Mr Schwarzenberg said in his speech how Havel had opened the doors to freedom, and what better than renaming an airport after him as a way of preserving the legacy of freedom for Czechs. Radio Prague asked Mr Schwarzenberg for his thoughts on what would have been Václav Havel's 76th birthday.

“We always gathered together on his birthday, and had a wonderful day or evening with him. Now for the first time he’s not among us, and I’m very glad this airport is being named after him, because actually he opened the world to our population. And if today young Czechs can travel around and study around the world, it’s due to him. So I hope that anybody who enters this airport remembers the man who fought for their freedom.”

Miroslav Kalousek,  Dagmar Havlová,  Karel Schwarzenberg,  photo: CTK
Some 500 guests attended the ceremony although there were two notable omissions; Prime Minister Petr Nečas is attending an EU conference in Bratislava, and a spokesman for President Václav Klaus - who clashed openly with Havel on so many issues - said he had a prior engagement. Those who did address the crowd spoke of the great irony at the airport being named Ruzyně - also home to a nearby prison where Havel was incarcerated several times - and then renamed after that jail's most famous former prisoner.

There was however a minor linguistic tussle over the name of the airport in English. Initially it was to be the unwieldy Prague Airport - Václav Havel, a name that prompted howls of protest. Commentator Václav Pinkava, who lived for many years in the UK, started an informal campaign to correct the English name.

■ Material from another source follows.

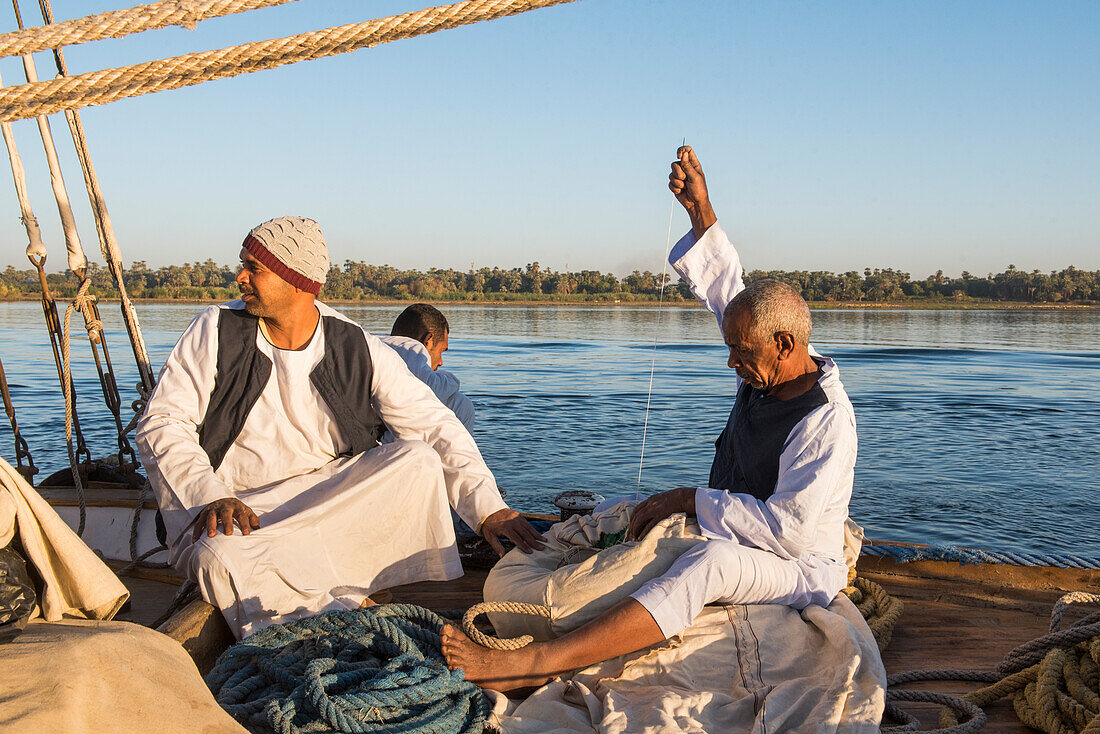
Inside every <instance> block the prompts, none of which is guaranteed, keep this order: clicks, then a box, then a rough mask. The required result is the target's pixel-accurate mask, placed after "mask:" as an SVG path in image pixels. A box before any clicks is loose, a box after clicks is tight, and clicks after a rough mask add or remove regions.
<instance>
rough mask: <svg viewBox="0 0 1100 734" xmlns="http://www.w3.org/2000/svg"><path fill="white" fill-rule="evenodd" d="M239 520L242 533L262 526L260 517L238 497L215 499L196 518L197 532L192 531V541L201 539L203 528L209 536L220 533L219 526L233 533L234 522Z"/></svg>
mask: <svg viewBox="0 0 1100 734" xmlns="http://www.w3.org/2000/svg"><path fill="white" fill-rule="evenodd" d="M234 522H237V525H238V527H240V528H241V534H243V535H249V534H250V533H252V530H255V529H259V528H260V518H259V517H256V514H255V513H254V512H252V510H251V508H249V506H248V505H246V504H244V503H243V502H241V501H240V500H238V499H237V497H226V499H223V500H215V501H213V502H211V503H210V504H208V505H207V506H206V507H204V508H202V510H201V512H199V516H198V517H196V518H195V532H194V533H191V543H195V541H196V540H198V539H199V536H200V535H202V530H206V534H207V537H209V538H212V537H213V536H216V535H218V526H219V525H221V532H222V533H224V534H226V535H233V523H234Z"/></svg>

“It was originally mooted as Prague Airport - Václav Havel, and when I saw that, I went absolutely livid, it just got me out of my chair. I started pacing up and down and I thought – right, I’ve got to do something about this. I thought - I can’t leave it and every time I go through the airport think I should have done something about it.”

Václav Havel
What was it about it that upset you?

“Well it made it sound like Havel had just been turned into an airport. It was like in Ikea where you have these names of items of furniture and they have people’s names. I mean it’s not good English. I think they’d been influenced by French English and German English and there’s the Berliner Airport Willy Brandt which isn’t finished yet, and it’s all just a typical case of let’s not actually ask anybody who speaks the language, let’s just get it wrong and insist on it. I just think there’s been plenty of that and it’s time it stopped. And it is an international airport, so that’s the one place it ought to be right.”

So it’s now Václav Havel Airport Prague – are you happy with that?

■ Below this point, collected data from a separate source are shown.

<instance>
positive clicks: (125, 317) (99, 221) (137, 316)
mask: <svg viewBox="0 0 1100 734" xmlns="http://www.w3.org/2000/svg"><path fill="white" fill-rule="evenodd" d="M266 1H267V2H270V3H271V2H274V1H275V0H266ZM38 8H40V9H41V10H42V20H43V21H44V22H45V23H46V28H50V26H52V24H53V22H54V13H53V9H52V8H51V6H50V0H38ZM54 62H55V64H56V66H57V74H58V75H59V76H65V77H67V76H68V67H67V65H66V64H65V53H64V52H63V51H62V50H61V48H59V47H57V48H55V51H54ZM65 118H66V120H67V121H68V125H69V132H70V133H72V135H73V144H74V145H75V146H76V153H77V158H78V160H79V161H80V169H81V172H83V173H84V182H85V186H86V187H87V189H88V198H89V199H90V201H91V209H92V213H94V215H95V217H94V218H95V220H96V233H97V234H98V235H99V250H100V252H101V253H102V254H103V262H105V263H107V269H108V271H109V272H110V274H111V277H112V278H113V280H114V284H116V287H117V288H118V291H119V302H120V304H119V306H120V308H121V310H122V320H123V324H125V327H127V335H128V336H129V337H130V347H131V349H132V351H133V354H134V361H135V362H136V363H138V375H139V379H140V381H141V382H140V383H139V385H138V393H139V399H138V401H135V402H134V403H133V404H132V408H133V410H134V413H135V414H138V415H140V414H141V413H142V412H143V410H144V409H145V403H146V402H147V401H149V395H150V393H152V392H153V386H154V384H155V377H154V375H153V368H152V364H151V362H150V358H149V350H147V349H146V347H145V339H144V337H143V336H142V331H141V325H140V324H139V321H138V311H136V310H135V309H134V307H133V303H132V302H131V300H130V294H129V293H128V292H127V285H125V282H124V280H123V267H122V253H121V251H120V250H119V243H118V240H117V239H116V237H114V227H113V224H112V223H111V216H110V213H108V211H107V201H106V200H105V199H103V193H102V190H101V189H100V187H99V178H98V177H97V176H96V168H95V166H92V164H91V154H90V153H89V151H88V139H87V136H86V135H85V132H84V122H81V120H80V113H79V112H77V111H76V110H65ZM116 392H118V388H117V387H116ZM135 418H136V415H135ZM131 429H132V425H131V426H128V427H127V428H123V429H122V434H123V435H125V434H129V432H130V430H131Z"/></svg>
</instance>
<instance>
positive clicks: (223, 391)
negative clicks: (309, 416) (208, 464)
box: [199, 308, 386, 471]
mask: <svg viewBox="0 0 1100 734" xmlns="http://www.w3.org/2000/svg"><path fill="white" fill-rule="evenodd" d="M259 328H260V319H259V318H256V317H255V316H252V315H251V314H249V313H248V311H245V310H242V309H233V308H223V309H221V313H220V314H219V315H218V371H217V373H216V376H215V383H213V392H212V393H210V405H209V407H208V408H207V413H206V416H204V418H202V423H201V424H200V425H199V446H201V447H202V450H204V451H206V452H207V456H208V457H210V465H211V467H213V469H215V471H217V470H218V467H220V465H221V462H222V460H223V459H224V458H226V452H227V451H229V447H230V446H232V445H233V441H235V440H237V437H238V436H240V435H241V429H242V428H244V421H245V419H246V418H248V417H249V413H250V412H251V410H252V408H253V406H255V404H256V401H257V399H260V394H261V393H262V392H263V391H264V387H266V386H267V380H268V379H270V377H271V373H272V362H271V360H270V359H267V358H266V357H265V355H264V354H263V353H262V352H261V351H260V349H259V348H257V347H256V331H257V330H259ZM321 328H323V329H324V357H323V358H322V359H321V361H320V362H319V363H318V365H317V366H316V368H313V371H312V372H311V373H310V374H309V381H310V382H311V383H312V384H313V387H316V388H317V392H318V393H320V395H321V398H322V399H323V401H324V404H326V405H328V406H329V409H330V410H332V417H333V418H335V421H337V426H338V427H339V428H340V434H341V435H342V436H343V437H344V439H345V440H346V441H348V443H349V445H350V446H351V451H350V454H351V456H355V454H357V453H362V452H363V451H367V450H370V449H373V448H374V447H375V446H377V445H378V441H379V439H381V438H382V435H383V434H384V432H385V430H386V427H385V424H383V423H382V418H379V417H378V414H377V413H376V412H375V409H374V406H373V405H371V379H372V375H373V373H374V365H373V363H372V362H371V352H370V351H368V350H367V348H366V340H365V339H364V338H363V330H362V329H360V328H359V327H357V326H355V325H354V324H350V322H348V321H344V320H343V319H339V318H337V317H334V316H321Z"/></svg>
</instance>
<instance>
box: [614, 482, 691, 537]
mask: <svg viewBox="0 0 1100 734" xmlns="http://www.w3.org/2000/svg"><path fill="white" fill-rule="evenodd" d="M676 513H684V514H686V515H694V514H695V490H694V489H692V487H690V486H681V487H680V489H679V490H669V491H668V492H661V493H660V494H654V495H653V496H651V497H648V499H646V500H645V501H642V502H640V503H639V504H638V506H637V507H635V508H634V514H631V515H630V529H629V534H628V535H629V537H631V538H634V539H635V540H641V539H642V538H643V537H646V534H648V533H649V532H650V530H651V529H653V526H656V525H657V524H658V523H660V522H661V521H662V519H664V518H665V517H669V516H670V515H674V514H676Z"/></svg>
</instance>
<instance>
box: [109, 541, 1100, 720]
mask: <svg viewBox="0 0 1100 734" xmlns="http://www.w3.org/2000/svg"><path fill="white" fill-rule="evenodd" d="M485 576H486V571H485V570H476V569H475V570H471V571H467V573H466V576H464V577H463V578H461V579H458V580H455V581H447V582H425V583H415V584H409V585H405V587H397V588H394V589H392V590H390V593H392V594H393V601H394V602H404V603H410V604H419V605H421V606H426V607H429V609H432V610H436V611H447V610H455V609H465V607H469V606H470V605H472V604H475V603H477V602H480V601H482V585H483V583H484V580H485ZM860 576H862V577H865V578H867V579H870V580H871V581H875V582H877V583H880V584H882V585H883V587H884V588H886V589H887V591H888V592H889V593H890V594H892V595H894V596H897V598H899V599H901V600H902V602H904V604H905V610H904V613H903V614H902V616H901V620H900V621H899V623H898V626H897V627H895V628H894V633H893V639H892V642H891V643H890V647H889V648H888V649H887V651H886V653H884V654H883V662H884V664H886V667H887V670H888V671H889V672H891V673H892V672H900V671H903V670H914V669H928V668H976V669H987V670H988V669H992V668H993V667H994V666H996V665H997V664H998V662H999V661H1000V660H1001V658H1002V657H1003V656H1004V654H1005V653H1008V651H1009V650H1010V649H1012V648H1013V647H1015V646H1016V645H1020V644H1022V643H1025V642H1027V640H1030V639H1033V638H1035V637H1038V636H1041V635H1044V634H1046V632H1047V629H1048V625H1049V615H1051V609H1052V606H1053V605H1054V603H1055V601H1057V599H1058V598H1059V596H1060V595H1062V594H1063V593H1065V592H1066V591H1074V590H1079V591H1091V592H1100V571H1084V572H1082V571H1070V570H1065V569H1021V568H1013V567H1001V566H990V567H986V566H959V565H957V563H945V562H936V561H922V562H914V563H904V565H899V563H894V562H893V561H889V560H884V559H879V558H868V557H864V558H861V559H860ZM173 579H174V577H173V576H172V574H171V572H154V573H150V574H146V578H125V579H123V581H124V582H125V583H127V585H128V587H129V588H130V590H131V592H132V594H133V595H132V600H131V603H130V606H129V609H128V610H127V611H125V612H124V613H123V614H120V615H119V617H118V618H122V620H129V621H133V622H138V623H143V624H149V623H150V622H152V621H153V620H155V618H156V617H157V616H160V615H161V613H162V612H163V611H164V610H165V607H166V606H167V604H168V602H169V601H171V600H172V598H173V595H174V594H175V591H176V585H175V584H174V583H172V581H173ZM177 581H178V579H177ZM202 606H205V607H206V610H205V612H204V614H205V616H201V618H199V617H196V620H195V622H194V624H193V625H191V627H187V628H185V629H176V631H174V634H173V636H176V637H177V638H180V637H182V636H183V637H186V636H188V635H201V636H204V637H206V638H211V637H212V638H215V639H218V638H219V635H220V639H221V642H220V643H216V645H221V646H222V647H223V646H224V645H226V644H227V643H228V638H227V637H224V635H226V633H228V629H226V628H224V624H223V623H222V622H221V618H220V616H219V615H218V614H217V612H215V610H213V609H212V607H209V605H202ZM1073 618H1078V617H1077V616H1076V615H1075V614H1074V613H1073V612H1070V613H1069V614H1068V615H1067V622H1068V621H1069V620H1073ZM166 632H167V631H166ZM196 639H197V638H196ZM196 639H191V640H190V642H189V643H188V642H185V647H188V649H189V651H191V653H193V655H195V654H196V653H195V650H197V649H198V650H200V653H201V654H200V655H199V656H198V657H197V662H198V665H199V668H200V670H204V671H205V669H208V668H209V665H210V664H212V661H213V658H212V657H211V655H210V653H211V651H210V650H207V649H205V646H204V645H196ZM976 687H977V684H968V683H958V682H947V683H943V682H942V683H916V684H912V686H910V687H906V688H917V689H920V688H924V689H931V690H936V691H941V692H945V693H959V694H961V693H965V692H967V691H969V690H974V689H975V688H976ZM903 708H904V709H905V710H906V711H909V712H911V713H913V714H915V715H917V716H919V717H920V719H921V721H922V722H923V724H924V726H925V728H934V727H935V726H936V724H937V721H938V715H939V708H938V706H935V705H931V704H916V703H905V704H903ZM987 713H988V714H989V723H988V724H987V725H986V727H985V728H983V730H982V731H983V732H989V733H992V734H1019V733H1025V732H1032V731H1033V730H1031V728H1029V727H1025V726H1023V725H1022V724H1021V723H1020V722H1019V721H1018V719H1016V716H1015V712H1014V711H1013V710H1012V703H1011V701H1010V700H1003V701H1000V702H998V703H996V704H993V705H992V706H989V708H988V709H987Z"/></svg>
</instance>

“Yeah. I think it would have been even better to call it Havel International Prague because that could be HIP for short, but then you’d lose the Václav, and being a Václav myself I’m against that! It was also a sore point that they should have the accent on the ‘á’, after all it’s an acute accent, it’s there in French as well, it’s not like some obscure accent like ‘ř‘, so why not?”

That debate it now settled, and from now on Havel's name will forever be imprinted on the minds of those visiting the Czech capital, and Czechs too will pause to reflect on him each time they board a plane.